The decision is a personal one, and Trainor has been open about the full picture. In a recent interview, she spoke candidly about prioritizing mental health, noting she’s in weekly therapy, recently diagnosed with ADHD, and firmly committed to asking for help when she needs it. “I can’t do it all. I wish I could, and I can’t.” Fans who purchased tickets through Live Nation will receive automatic refunds. Third-party ticketholders should contact their point of purchase directly.
The tour cancellation doesn’t affect the music. ‘Toy With Me’, Trainor’s seventh studio album, still arrives April 24 as scheduled. “I promise I’ll be back soon, and I can’t wait for you to hear this new record,” she wrote to fans. “I’m so proud of it, and I’m endlessly grateful for your love and support always.”

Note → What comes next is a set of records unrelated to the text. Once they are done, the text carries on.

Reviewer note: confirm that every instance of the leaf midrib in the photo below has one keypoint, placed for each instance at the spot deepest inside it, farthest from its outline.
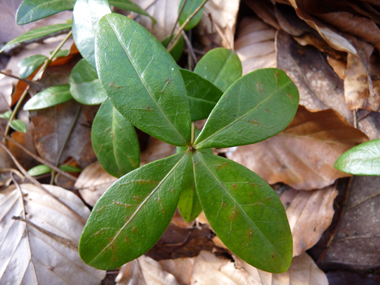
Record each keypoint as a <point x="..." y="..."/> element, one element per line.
<point x="241" y="117"/>
<point x="142" y="80"/>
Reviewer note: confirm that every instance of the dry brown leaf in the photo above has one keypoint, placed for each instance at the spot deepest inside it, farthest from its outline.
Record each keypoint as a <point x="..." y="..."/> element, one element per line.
<point x="255" y="45"/>
<point x="309" y="213"/>
<point x="52" y="126"/>
<point x="356" y="245"/>
<point x="144" y="271"/>
<point x="93" y="182"/>
<point x="320" y="88"/>
<point x="222" y="28"/>
<point x="164" y="11"/>
<point x="42" y="250"/>
<point x="303" y="155"/>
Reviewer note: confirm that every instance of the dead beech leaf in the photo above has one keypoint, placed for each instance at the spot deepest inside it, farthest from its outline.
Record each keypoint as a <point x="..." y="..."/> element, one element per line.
<point x="222" y="26"/>
<point x="164" y="11"/>
<point x="255" y="45"/>
<point x="319" y="86"/>
<point x="356" y="245"/>
<point x="309" y="213"/>
<point x="33" y="252"/>
<point x="303" y="270"/>
<point x="144" y="271"/>
<point x="93" y="182"/>
<point x="303" y="155"/>
<point x="52" y="127"/>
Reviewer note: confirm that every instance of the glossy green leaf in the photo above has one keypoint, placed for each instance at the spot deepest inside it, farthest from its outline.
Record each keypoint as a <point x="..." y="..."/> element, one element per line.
<point x="86" y="15"/>
<point x="49" y="97"/>
<point x="220" y="66"/>
<point x="363" y="159"/>
<point x="189" y="9"/>
<point x="6" y="115"/>
<point x="114" y="141"/>
<point x="244" y="212"/>
<point x="178" y="48"/>
<point x="37" y="33"/>
<point x="142" y="80"/>
<point x="133" y="213"/>
<point x="30" y="64"/>
<point x="130" y="6"/>
<point x="33" y="10"/>
<point x="18" y="125"/>
<point x="39" y="170"/>
<point x="69" y="168"/>
<point x="85" y="86"/>
<point x="257" y="106"/>
<point x="203" y="95"/>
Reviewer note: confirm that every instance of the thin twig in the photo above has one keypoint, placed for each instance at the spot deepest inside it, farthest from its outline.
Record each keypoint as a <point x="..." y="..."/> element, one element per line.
<point x="52" y="166"/>
<point x="175" y="24"/>
<point x="176" y="38"/>
<point x="39" y="185"/>
<point x="65" y="142"/>
<point x="190" y="47"/>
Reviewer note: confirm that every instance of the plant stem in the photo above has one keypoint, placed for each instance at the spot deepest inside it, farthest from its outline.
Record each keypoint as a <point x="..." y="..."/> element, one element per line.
<point x="176" y="22"/>
<point x="65" y="142"/>
<point x="176" y="38"/>
<point x="35" y="78"/>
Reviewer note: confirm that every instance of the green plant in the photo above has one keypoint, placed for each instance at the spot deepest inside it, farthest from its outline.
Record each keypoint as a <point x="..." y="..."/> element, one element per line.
<point x="145" y="88"/>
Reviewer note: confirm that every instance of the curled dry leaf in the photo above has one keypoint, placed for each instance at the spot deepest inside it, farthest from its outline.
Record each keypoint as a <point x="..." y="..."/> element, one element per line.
<point x="320" y="88"/>
<point x="144" y="271"/>
<point x="93" y="182"/>
<point x="356" y="244"/>
<point x="219" y="21"/>
<point x="309" y="213"/>
<point x="164" y="11"/>
<point x="303" y="155"/>
<point x="255" y="45"/>
<point x="42" y="249"/>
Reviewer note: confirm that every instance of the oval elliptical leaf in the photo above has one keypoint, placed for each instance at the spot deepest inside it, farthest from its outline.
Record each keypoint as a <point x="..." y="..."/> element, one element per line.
<point x="49" y="97"/>
<point x="86" y="15"/>
<point x="257" y="106"/>
<point x="33" y="10"/>
<point x="244" y="212"/>
<point x="203" y="95"/>
<point x="220" y="66"/>
<point x="133" y="214"/>
<point x="363" y="159"/>
<point x="115" y="142"/>
<point x="142" y="80"/>
<point x="85" y="86"/>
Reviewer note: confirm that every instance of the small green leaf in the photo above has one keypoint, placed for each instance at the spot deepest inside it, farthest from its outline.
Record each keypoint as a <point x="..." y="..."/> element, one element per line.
<point x="33" y="10"/>
<point x="6" y="115"/>
<point x="142" y="80"/>
<point x="85" y="86"/>
<point x="257" y="106"/>
<point x="86" y="16"/>
<point x="49" y="97"/>
<point x="221" y="67"/>
<point x="130" y="6"/>
<point x="69" y="168"/>
<point x="39" y="170"/>
<point x="363" y="159"/>
<point x="203" y="95"/>
<point x="18" y="125"/>
<point x="244" y="212"/>
<point x="30" y="64"/>
<point x="189" y="9"/>
<point x="114" y="141"/>
<point x="133" y="213"/>
<point x="178" y="48"/>
<point x="36" y="34"/>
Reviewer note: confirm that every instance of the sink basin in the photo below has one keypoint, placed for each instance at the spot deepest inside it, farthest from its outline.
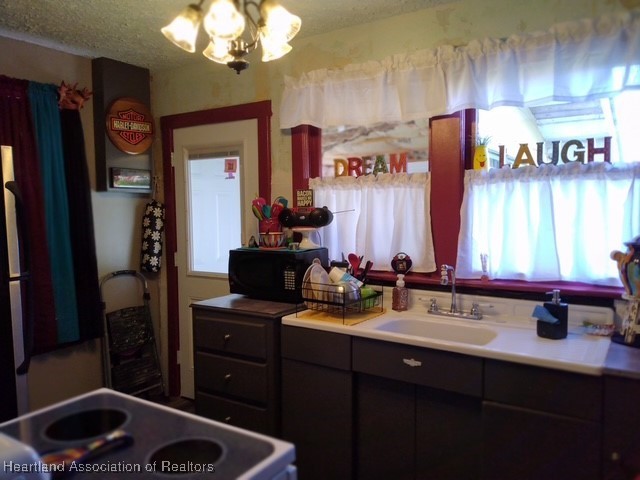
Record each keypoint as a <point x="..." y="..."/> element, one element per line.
<point x="470" y="334"/>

Little Debbie launched its original Big Pack Old Fashioned Donuts in June 2025 and the response was immediate. The bakery-style classic sold out consistently across the country, proving that the combination of nostalgic texture and modern convenience was exactly what snack aisles were missing. America’s No. 1 snack cake brand took note, and now the next move is here: Chocolate Old Fashioned Donuts, rolling out now to major retailers, grocery stores, and convenience stores nationwide.
The new variety brings a rich chocolate flavor to the signature golden-brown ridges and moist, crumbly texture that made the original a hit, finished with a sweet glaze and available in two formats. The Big Pack Carton holds six full-sized donuts in retro-inspired packaging, built for the family pantry. The single-serve 3 oz. individually wrapped version is the one you grab at the convenience store on the way to anywhere, paired with a coffee, eaten standing over a sink, no judgment either way.
Brand manager Scott Brownlow puts it plainly: “We’re doubling down on what works and giving both loyalists and new fans an irresistible reason to head back to the store.” The Chocolate Old Fashioned Donut joins the original as a permanent addition to the Little Debbie lineup. This one isn’t going anywhere.